LONDON: German government borrowing costs surged on Thursday, on course for their biggest weekly rise since mid-1999, just after the single currency was launched.
Europe has been the epicentre of a rout in global bond markets over the last week as deflation fears have eased and investors have started to baulk at eye-wateringly low yields.
Having hit a record low of 0.05 percent three weeks ago, benchmark German 10-year yields spiked more than 20 basis points on Thursday to hit 0.799 percent, the highest since November 2014.
While historically borrowing costs remain relatively low, price swings of this magnitude have not been seen in a quarter century, according to Reuters data.
"It's a historical move that we're experiencing," said Jean Francois Robin, head of strategy at Natixis.
German 10-year yields have risen over 37 basis points in the last week, as of 1020 GMT, on track to notch up their worst period since June 1999.
The euro was introduced in January 1999. The ferocity of the swings seen over the last week, as measured in the market by one-week realised volatility, have not been matched since at least 1992, according to Reuters data.
Bill Eigen, a fund manager at JP Morgan Funds estimates that investors would have lost more than 10 percent in total return terms as a result of the recent spike in German yields.
That was similar to the losses in Germany's main stock market index over the same period.
WIPED OUT
Most other major euro zone government bond yields also rose on the day.

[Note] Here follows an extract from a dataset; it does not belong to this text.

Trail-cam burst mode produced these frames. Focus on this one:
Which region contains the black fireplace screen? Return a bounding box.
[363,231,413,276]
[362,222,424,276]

French bonds were among the worst performers, with yields up some 14 bps at 1.05 percent.
Some analysts said debt sales, which included 8.5 billion euros of French bonds and 4.5 billion euros of Spanish bonds, had exacerbated the sell-off as bank dealers and investors struggled to digest the new supply.
"People now have the notion that any gains you build up over months can be wiped out in just a few sessions," said Commerzbank strategist Benjamin Schroeder.

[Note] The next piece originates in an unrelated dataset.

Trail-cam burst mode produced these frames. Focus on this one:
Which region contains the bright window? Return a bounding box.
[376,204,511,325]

Others, however, said the sales were not having much influence and were being used to try and rationalise a more fundamental shift in market sentiment.

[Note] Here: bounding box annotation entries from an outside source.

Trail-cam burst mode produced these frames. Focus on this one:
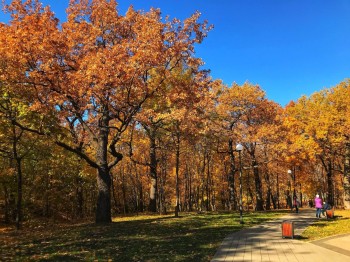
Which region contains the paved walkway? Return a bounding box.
[212,209,350,262]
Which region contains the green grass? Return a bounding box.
[301,210,350,241]
[0,211,288,262]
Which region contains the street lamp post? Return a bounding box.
[236,144,243,224]
[288,169,296,199]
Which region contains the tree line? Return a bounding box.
[0,0,350,228]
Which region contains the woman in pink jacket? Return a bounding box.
[315,194,322,218]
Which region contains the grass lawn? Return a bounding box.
[0,211,288,262]
[302,209,350,241]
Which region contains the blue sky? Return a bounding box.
[0,0,350,106]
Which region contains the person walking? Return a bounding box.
[314,194,323,218]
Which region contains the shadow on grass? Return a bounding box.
[2,213,288,261]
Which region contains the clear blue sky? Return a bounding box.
[0,0,350,106]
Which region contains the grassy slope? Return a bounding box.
[0,211,283,261]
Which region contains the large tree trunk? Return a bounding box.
[96,113,112,223]
[175,133,180,217]
[16,158,23,230]
[327,160,334,206]
[149,131,158,212]
[343,142,350,209]
[252,159,264,211]
[228,139,237,210]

"People often use supply as a scapegoat for market moves.
It is something to hang their hat on," said Rabobank's Richard McGuire.
"We continue to argue that it is not supply that drives curve shape or yield levels, it is inflation and growth expectations as we saw during the UK and US variants of QE (quantitative easing)."
If issuance is exacerbating market moves, it could prove to be a torrid month for bond markets with some 75 billion of net issuance expected in May, according to Barclays.
This would trump March's total of 28.5 billion euros and mark a sizeable step-up from negative net supply of 7.5 billion euros in April.